Reading in data from a file#

The simplest, probably most common, and easiest way to create a Data Frame is to use a pd.read_* function to import data from a file.

.csv files are common way of storing data, and (as we have seen) can be imported using the creatively named pd.read_csv() function:

# Read in data the boring way
df_from_file = pd.read_csv('data/airline_passengers.csv')
df_from_file

	Month	Thousands of Passengers
0	1949-01	112
1	1949-02	118
2	1949-03	132
3	1949-04	129
4	1949-05	121
...	...	...
139	1960-08	606
140	1960-09	508
141	1960-10	461
142	1960-11	390
143	1960-12	432

144 rows × 2 columns

Pandas, as a major Python data science library, has a large array of read_* functions, for importing data stored in different formats.

# Names in Pandas module starting with "read_"
[k for k in dir(pd) if k.startswith('read_')]

['read_clipboard',
 'read_csv',
 'read_excel',
 'read_feather',
 'read_fwf',
 'read_hdf',
 'read_html',
 'read_iceberg',
 'read_json',
 'read_orc',
 'read_parquet',
 'read_pickle',
 'read_sas',
 'read_spss',
 'read_sql',
 'read_sql_query',
 'read_sql_table',
 'read_stata',
 'read_table',
 'read_xml']

In other situations, and to deepen our understanding of Data Frame construction, let’s look at more elaborate, artisanal ways of creating Data Frames…

Creating a blank Data Frame#

Another very simple way to create a Data Frame is by using the pd.DataFrame() constructor with no arguments:

# Calling the constructor with no arguments
blank_df = pd.DataFrame()
blank_df

Perhaps unsurprisingly, this returns a strange, blank output.

Again, unsurprisingly, many of the attributes of the Data Frame are also blank.

For instance, the index:

# Show the blank index
blank_df.index

RangeIndex(start=0, stop=0, step=1)

Ditto for the columns attribute:

# Show the blank columns.
blank_df.columns

RangeIndex(start=0, stop=0, step=1)

We can add new columns (e.g. new Pandas Series) into this blank Data Frame by using direct indexing on the left hand side (LHS).

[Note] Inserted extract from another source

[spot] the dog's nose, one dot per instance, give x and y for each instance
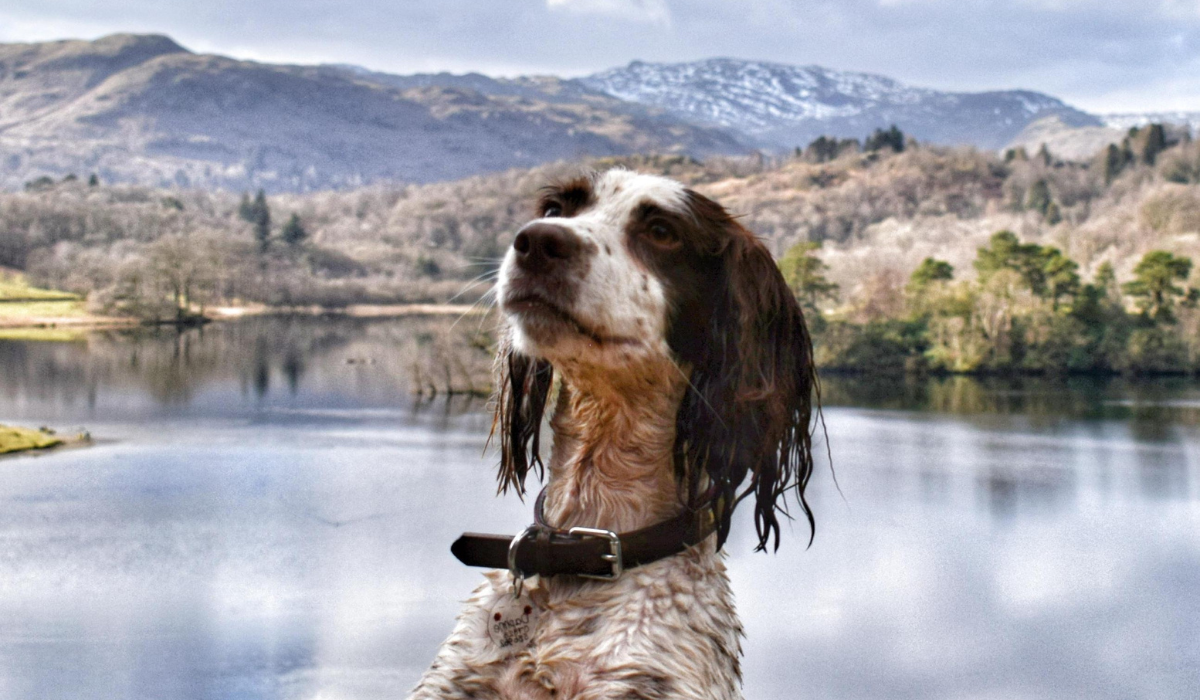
(541, 247)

E.g.

# Create a new column in the Data Frame.
blank_df['new_column'] = np.array([1, 2, 3])
blank_df

	new_column
0	1
1	2
2	3

We used a Numpy array to construct this new column, however, as we know, Data Frames are a dictionary-like collection of Series, so Pandas can represent the data as a Pandas Series:

# Show the type of df['new_column'].
new_col = blank_df['new_column']
type(new_col)

pandas.Series

The string which we used as the column name (e.g. new_column) has become the name attribute of this new Series:

# Show the `name` of the column.
new_col.name

'new_column'

…and the numpy array we supplied has become the .values of the Series:

# Show the `values` in the column.
new_col.values

array([1, 2, 3])

Pandas has also automatically created a default RangeIndex for the Data Frame, because we did not specify what it should use as an index:

blank_df.index

RangeIndex(start=0, stop=3, step=1)

As you saw in The Pandas from Numpy page, Series extracted from Data Frames inherit the .index of the Data Frame:

new_col.index

RangeIndex(start=0, stop=3, step=1)

If we construct Data Frames using this method (“create a blank Data Frame, add the data later”), then any new columns we add must have equal numbers of elements. This must be so, in order that the new column can share an index with the old.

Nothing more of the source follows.